I am doing some experiments with my thesis involving the cold start problem that occurs with containers. My test application is a spring boot application that is build on the openjdk image. The first thing I want to try to resolve the problem of cold start, is the following:
Have a container ready, in the container is the openjdk and the libraries that the springboot app uses. I start my other container, using the ipc and networknamespace of the already existing container, and then be able to use the openjdk and the libraries of this container to run the jar file.
I am not exactly sure on how to achieve this? Can i achieve this by using volumes or should i be looking for a completely different approach?
On a another note, if i want x containers to run, i will make sure there are x pre-existing containers running. This is to make sure that every container has its own specific librarycontainer to work with. Would this be okay ?
In short, any way that I can speed up the spring boot application by using a second containers that is connected through ipc/net; would be helpfull to my problem.
You can use the Java 11 image from hub.docker.com by typing the command :docker pull openjdk:tag on your machines terminal, where the tag is version of your intended java version. Or you can simply specify the image on your Dockerfile where FROM attribute must be the version of java.
-XX:+UseContainerSupport is used to allocate a larger fraction of memory. To prevent the JVM adjusting the maximum heap size when running in a container, set -XX:-UseContainerSupport .
Spring boot is a purely "runtime" framework.
If I've got your question right, you describe the following situation:
So, say you have a container A with JDK and some jars. This alone doesn't mean that you have a running process though. So its more like a volume with files ready to be reused (or maybe a layer in terms of docker images).
In addition you have another container B with a spring boot application that should be started somehow (probably with the open jdk from container A or its dedicated JDK).
Now what exactly would like like to "speed up"? The size of image (smaller image means faster deployment in CI/CD pipeline for example)? The spring boot application startup time (the time interval between the point of spawning the JVM till the Spring boot application is up and running)? Or maybe you're trying to load less classes in runtime?

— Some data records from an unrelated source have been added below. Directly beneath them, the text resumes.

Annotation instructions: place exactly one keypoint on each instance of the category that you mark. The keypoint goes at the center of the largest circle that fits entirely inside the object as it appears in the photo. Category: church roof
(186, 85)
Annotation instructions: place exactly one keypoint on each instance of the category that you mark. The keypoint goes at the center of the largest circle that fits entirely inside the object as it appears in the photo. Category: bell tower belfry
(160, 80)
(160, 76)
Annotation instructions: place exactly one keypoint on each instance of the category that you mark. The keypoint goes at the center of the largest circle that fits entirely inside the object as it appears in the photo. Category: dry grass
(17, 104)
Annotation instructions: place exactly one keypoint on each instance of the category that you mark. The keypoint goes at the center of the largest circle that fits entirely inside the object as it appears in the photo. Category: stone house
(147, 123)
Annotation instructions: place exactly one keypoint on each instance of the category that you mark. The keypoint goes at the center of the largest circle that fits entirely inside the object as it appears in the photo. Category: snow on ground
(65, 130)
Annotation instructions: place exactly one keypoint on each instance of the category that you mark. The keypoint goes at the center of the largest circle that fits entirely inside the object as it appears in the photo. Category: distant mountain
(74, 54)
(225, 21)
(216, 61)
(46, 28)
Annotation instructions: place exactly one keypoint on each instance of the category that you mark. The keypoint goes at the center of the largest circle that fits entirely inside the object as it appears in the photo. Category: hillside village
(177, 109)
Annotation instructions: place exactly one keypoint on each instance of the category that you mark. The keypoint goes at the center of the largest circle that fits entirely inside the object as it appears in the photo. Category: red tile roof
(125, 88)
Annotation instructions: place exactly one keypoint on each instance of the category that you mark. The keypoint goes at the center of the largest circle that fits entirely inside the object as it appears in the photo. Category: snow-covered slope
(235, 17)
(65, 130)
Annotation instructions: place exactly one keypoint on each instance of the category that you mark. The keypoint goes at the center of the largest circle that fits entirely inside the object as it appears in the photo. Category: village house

The techniques that solve the arised issues are different. But all in all I think you might need to check out the Graal VM integration that among other things might create native images and speed up the startup time. This stuff is fairly new, I by myself haven't tried this yet. I believe its work-in-progress and spring will put an effort on pushing this forward (this is only my speculation so take it with a grain of salt).
Anyway, you may be interested in reading this article
However, I doubt it has something to do with your research as you've described it.
Update 1
Based on your comments - let me give some additional information that might help. This update contains information from the "real-life" working experience and I post it because it might help to find directions in your thesis.
So, we have a spring boot application on the first place.
By default its a JAR and its Pivotal's recommendation there is also an option of WARs(as Josh Long, their developer advocate says: "Make JAR not WAR")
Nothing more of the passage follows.